WHAT IS THE STIGMA OF SUBSTANCE USE DISORDER?
Substance use disorder stigma refers to inaccurate and damaging assumptions or stereotypes such as:
· The use of certain words: People can use derogatory and hurtful words regarding substance use disorder (sometimes unintentionally.) “Getting clean” seems like an innocuous phrase, but it can subtly suggest that someone who is struggling is “dirty.”
· Assumptions about their flaws: In reality, people who suffer from substance use disorders are just human beings. Every person has strengths and weaknesses, and their weaknesses are not larger or more numerous than those of any other person.
· Associations of lifestyles or backgrounds: There is a saying that “the disease of addiction does not discriminate.” People with substance use disorder come from all communities and backgrounds, including those with higher education or seem well-off.
· Flawed belief that it is a choice: People do not choose to have the disease of addiction. Substances alter and impact brain chemistry which makes addiction a disease, not a choice.
HOW CAN WE COMBAT THE STIGMA?
We start de-stigmatizing substance use with education and conversations. With the common understanding that it is a disease rather than a choice, we make it easier for those who need help, to get it. When we stand together to combat stigma, we encourage kindness and compassion rather than judgement.
· We can seek to understand and share the science: The stigma often stems from the mistaken belief that addiction is a choice. In fact, scientific studies have been consistent in demonstrating that it is a disease. Treating substance use as a disease paves the way for a science-backed approach to recovery, complete with medications for opiate use disorder when needed.
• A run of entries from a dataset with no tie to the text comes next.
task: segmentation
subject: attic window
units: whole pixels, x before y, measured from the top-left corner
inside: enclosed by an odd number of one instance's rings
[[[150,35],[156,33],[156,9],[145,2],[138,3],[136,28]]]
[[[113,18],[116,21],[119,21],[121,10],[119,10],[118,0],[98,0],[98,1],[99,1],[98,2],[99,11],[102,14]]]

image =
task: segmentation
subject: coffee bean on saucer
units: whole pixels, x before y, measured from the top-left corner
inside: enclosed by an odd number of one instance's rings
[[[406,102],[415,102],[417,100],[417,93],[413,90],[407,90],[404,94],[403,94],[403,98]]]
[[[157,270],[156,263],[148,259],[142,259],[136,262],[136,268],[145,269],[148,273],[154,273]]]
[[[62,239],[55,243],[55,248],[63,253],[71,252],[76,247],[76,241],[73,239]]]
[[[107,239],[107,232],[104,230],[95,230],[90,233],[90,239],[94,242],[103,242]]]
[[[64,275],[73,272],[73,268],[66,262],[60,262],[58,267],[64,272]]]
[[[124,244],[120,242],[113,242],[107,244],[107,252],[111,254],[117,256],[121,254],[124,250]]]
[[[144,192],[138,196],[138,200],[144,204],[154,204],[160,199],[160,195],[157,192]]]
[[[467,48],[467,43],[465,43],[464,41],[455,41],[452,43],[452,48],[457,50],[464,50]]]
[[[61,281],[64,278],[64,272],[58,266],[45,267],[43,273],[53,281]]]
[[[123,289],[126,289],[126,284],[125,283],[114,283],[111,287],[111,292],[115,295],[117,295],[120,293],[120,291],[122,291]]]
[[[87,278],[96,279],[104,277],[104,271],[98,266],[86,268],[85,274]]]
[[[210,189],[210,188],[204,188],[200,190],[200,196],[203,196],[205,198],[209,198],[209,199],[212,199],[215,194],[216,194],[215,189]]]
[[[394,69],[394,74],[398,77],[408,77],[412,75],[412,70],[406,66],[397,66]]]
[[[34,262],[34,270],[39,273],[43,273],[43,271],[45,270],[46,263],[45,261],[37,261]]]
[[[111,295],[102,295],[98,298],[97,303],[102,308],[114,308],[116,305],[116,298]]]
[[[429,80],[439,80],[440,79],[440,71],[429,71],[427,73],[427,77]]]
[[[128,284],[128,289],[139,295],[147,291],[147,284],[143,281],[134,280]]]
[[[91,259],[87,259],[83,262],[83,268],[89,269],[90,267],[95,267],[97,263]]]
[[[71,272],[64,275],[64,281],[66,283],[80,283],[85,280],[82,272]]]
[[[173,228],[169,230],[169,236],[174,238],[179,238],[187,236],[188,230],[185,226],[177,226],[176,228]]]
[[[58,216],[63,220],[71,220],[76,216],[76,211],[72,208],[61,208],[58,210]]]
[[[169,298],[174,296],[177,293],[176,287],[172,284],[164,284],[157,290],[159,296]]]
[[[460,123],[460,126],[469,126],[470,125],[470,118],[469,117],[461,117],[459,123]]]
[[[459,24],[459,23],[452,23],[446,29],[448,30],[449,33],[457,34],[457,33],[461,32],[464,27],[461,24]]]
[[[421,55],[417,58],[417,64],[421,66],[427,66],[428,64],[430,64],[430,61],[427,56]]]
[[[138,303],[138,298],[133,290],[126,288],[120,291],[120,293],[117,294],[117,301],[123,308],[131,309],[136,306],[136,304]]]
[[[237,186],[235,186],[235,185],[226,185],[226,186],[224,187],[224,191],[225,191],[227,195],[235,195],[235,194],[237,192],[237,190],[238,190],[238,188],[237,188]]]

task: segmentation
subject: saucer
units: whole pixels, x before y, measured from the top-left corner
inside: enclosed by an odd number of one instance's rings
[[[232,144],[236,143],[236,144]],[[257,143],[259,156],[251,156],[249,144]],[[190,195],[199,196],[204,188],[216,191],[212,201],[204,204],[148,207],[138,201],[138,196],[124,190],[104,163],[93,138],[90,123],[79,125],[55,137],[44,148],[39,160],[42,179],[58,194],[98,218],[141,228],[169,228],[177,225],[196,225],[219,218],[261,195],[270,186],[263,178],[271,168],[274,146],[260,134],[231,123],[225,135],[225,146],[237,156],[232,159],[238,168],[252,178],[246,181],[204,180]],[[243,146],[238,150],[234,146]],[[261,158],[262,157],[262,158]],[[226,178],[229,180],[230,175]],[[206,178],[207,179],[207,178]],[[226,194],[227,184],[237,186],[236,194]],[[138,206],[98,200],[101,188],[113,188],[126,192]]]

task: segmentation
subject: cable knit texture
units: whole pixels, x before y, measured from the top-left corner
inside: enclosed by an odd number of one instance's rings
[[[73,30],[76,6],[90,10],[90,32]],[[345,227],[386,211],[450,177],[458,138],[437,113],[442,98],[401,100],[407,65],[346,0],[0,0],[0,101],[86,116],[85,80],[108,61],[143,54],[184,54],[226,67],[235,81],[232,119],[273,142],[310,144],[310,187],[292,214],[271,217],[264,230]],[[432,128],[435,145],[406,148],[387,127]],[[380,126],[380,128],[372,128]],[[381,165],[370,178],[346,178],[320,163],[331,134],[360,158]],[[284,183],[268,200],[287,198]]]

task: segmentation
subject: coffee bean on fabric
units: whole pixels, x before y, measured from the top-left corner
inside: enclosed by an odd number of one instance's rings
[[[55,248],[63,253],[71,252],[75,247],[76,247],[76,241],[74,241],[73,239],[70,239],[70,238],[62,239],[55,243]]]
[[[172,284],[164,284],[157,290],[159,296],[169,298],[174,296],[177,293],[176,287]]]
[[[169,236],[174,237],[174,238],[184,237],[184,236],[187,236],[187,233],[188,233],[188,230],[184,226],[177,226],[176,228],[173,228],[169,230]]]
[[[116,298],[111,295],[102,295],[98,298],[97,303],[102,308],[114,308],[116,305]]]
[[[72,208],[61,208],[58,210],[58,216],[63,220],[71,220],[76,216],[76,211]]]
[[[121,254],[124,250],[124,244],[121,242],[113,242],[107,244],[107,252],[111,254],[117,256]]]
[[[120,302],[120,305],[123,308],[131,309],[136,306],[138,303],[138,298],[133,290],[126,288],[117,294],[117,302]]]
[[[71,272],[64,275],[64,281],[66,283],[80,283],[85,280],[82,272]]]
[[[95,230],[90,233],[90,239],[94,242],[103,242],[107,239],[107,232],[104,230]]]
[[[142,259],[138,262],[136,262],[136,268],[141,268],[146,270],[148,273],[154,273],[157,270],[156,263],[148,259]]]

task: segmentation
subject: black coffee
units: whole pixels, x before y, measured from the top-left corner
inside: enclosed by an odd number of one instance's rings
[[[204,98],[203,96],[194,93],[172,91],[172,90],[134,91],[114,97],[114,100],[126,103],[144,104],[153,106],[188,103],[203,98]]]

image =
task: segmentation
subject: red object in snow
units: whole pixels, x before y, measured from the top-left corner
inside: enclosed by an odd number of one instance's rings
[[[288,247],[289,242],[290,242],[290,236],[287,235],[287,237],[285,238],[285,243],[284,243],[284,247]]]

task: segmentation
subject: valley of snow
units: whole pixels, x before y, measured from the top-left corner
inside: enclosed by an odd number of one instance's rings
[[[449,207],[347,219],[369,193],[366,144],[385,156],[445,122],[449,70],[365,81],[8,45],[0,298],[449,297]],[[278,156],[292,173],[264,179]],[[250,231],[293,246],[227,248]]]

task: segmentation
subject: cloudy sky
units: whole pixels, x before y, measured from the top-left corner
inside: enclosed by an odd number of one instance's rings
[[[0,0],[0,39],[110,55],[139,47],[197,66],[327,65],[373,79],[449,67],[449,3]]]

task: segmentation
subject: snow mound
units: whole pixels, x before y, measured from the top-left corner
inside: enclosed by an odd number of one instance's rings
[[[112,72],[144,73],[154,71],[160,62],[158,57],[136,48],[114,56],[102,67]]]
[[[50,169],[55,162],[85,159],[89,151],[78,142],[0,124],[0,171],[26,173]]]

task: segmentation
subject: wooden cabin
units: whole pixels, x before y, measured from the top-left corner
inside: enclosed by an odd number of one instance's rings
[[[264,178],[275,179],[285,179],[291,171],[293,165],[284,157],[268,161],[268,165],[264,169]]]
· We can learn decrease the shame: People seeking recovery or suffering from substance use disorder can take responsibility and seek treatment or support without being made to feel bad about their condition.
· We can implement new ideas for prevention: In the past, educational campaigns focused on the concept of “just say no.” While it was well intended, it inadvertently added to the stigma by suggesting it is a choice. We can, again, focus on the science and educate our youth on the disease of addiction and the risks associated with substances.
· We can support the recovery community: All individuals living with substance use disorder are still people who deserve our love and support. Even while building healthy boundaries, we can provide them with support and kindness and cheer them on when they seek help.